Kazakhstan: Crypto Mining Future Uncertain Amid Internet Shutdown, Political Instability
In a case of cryptocurrency mining catching a cold when politics sneezes, six days of intermittent disruption to the internet in Kazakhstan followed riots over the removal of price cap on liquefied petroleum gas on January 1st, 2022.
The blocking of the internet on January 4 by telecommunications firms in the country by orders of the government in a bid to control the flow of information, grounded the operations of cryptocurrency mining firms in the country – regarded to be the second largest in the world after the United States – and sent quivers across the global cryptocurrency industry.
In a first since September last year, the price of Bitcoin fell below $43,000 on January 6th. About 15 percent of Bitcoin miners in Kazakhstan went off the network in the aftermath of the shutdown of the internet, according to CNBC. It is a grim situation for the cryptocurrency miners, many of whom left neighboring China after a government ban on their operations to Kazakhstan in search of stable political conditions and cheap energy. The exit of miners from China resulted in the country losing its position as the biggest cryptocurrency mining hub in the world to the United States. Before now, Kazakhstan was regarded as one of the most politically stable countries of the former Soviet Union.
“Main problem for miners is blocked internet…,” Dider Bekbau, Bitcoin miner in Kazakhstan who also runs Xive, a company that provides hosting services to international miners and sells mining equipment, wrote in a tweet. The Internet was gradually restored on January 10th in some regions of the country. “We restarted half of our mining operations. We expect the rest to be started in 1-3 days,” Bekbau tweeted on Monday.
“The restorations, however, are limited, unpredictable and don’t satisfy the requirement for a stable connectivity needed for cryptocurrency mining or blockchain applications,” Isik Mater, director of research at NetBlocks, an internet monitor, told Forkast.
Prior to the unrest, the Kazakh government publicly frowned upon the large amount of electricity cryptocurrency mining, especially Bitcoin, was consuming and was considering imposing higher taxes in 2022.
Once a friendly location for cryptocurrency mining, observers say that the disruption in the last few days could force some miners to contemplate relocating to the United States which is considered the best location for miners because of its perceived political and policy stability and availability of electrical power.
“Relocating from Kazakhstan to the US is very expensive when all the costs are summed up. Relocation to Russia is possible, but pace of deployment of new facilities is (sic) Russia is very low comparing to the US. Mostly ASICs stay inside Kazakhstan,” Bekbau wrote.
While Russia may be a potential location for Kazakh cryptocurrency miners because of its proximity, the government’s demeanor towards cryptocurrency investment is unwelcoming.

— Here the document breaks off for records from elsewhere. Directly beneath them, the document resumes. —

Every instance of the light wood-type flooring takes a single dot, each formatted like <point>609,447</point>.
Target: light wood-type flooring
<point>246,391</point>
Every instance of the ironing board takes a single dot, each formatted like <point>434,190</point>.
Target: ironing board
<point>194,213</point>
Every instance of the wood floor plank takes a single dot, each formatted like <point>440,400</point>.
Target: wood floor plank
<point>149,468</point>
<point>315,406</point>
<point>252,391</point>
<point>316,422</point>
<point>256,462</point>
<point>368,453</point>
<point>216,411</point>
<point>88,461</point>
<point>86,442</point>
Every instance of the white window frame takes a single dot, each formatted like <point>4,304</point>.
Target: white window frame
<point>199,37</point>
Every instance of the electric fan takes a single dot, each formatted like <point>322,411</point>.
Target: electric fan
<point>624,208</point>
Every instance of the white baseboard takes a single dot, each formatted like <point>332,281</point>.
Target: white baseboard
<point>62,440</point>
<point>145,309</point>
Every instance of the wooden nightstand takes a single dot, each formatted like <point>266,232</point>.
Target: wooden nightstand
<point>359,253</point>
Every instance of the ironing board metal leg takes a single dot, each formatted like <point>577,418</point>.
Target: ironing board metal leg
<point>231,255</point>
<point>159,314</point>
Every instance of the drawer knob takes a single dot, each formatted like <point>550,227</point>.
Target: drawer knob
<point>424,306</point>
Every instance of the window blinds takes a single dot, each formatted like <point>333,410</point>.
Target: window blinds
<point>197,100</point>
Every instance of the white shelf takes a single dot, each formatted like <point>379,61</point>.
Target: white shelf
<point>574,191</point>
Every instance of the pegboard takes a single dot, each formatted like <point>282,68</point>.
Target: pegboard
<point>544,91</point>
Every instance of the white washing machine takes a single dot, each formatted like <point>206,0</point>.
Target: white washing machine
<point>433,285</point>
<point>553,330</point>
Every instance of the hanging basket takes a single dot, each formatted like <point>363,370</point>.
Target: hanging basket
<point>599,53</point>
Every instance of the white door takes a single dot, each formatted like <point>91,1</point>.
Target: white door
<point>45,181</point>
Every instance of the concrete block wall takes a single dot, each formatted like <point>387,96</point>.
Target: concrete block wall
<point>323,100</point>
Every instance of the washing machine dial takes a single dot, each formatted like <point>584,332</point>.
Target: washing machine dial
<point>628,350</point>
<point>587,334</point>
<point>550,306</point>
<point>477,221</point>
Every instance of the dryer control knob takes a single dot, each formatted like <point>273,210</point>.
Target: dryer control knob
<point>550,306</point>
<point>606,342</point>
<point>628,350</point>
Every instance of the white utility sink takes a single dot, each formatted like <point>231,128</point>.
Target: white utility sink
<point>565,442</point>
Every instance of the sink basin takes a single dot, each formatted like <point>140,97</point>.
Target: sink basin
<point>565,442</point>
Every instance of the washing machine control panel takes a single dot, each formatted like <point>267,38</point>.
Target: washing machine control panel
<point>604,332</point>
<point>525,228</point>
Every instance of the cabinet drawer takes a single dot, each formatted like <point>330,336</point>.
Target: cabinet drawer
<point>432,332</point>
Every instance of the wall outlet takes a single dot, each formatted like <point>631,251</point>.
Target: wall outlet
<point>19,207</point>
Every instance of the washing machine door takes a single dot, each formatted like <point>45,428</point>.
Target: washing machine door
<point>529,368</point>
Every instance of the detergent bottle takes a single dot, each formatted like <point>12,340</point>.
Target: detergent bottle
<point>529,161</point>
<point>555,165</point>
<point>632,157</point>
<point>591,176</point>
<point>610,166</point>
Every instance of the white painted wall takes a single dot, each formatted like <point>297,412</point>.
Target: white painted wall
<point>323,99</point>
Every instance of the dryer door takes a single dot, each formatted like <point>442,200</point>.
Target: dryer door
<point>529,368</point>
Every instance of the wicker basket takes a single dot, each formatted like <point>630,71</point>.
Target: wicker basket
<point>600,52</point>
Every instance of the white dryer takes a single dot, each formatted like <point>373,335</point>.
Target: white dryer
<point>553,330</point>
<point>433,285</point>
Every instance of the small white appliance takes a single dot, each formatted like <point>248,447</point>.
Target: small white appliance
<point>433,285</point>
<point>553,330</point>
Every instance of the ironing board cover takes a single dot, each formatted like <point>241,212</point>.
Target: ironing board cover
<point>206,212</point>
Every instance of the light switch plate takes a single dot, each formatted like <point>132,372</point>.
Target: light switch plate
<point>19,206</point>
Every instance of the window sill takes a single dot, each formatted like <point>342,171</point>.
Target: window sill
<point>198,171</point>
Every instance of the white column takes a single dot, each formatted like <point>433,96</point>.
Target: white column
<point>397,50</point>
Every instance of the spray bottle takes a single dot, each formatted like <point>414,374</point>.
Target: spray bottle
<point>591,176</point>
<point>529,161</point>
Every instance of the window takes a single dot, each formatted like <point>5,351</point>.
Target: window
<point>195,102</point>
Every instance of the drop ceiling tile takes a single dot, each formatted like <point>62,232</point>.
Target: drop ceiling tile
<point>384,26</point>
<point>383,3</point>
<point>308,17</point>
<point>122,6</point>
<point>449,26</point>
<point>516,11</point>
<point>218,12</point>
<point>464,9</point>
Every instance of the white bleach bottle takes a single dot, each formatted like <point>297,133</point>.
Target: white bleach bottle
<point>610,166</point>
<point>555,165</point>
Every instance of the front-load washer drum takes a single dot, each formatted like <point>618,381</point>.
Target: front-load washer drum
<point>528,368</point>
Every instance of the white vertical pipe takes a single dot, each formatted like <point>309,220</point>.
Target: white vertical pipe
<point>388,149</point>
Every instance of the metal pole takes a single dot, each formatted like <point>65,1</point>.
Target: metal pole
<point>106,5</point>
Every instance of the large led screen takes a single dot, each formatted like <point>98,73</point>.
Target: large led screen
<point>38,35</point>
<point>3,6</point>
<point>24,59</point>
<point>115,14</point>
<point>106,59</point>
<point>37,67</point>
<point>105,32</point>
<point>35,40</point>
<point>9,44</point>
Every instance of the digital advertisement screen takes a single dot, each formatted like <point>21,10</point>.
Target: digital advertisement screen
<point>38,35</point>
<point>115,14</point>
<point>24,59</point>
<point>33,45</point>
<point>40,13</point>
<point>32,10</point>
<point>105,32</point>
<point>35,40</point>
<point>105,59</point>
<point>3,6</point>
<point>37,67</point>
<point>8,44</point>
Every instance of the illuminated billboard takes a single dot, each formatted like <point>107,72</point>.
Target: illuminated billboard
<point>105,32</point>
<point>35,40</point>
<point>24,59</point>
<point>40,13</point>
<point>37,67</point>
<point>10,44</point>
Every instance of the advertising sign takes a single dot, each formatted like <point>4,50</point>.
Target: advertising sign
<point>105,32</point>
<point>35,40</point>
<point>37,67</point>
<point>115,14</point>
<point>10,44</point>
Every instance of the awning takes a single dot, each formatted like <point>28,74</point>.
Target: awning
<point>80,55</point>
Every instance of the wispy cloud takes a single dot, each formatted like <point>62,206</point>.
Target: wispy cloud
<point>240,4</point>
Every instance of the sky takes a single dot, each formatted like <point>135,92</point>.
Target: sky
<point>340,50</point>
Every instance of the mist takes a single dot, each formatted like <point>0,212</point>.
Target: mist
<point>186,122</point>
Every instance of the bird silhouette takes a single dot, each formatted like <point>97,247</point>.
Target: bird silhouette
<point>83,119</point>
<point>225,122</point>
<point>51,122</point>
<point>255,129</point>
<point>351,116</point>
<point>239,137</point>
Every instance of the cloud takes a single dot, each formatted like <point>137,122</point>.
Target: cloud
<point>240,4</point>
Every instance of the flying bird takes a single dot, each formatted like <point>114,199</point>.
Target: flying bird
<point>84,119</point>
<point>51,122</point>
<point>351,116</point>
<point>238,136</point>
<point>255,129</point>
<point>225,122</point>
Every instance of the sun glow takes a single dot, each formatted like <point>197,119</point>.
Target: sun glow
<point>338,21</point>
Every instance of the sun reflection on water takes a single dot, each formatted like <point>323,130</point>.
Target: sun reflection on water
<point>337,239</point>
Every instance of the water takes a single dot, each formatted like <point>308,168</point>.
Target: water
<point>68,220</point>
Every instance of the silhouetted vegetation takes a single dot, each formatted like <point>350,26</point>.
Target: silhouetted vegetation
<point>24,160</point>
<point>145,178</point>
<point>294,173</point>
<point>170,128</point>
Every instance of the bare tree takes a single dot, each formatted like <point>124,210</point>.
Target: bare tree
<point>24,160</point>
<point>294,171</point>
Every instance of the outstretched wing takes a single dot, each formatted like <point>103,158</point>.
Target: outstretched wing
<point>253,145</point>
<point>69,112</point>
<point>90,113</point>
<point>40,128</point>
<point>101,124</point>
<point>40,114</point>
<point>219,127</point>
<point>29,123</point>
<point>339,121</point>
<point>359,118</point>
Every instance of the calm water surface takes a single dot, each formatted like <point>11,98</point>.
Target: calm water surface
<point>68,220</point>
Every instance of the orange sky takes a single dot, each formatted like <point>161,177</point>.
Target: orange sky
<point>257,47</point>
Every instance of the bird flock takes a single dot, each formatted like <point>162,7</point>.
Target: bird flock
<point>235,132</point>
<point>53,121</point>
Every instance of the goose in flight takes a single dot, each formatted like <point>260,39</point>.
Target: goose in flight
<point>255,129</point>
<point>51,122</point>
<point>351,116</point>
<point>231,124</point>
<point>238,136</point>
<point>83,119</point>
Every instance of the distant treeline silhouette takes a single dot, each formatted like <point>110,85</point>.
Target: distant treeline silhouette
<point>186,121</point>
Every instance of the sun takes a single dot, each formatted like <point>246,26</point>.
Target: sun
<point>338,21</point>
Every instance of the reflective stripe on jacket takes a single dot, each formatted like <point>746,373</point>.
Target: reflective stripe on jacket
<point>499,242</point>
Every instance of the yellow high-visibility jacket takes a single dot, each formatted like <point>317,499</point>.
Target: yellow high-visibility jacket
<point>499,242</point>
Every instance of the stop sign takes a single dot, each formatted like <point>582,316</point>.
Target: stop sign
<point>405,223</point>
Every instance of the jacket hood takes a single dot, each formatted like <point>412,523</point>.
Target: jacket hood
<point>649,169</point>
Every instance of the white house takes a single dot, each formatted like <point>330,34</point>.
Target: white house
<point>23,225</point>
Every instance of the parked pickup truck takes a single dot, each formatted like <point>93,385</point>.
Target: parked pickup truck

The Russian authorities have always held that cryptocurrency could be used for money laundering and terrorism financing criminals and its central bank is looking to ban cryptocurrency according to reports. The country’s stance could extend to cryptocurrency mining in the future.
For others, it is not just about the cost of relocating to the United States, but how much more the country which already has the highest number of cryptocurrency miners in the world can take. “What’s concerning is that previous congestion and bottlenecks around hosting capacity (readily available space to plug machines into) will be squeezed that much tighter,” Kevin Zhang, vice president of Foundry, a Digital Currency Group was quoted to have said on CNBC.
A mass exodus of miners from Kazakhstan would not only lead to a fall in the country’s 18.1 percent share of global cryptocurrency mining, according to the Cambridge Centre for Alternative Finance, the money it would make when it imposes extra taxes this year could be constrained. It also threatens jobs.
“Kazakhstan will be mining harbour in long term. There is a huge potential for building new power generation. Both traditional energy sources and renewables. As long as country has political stability and can attract foreign capital,” Bekbau said.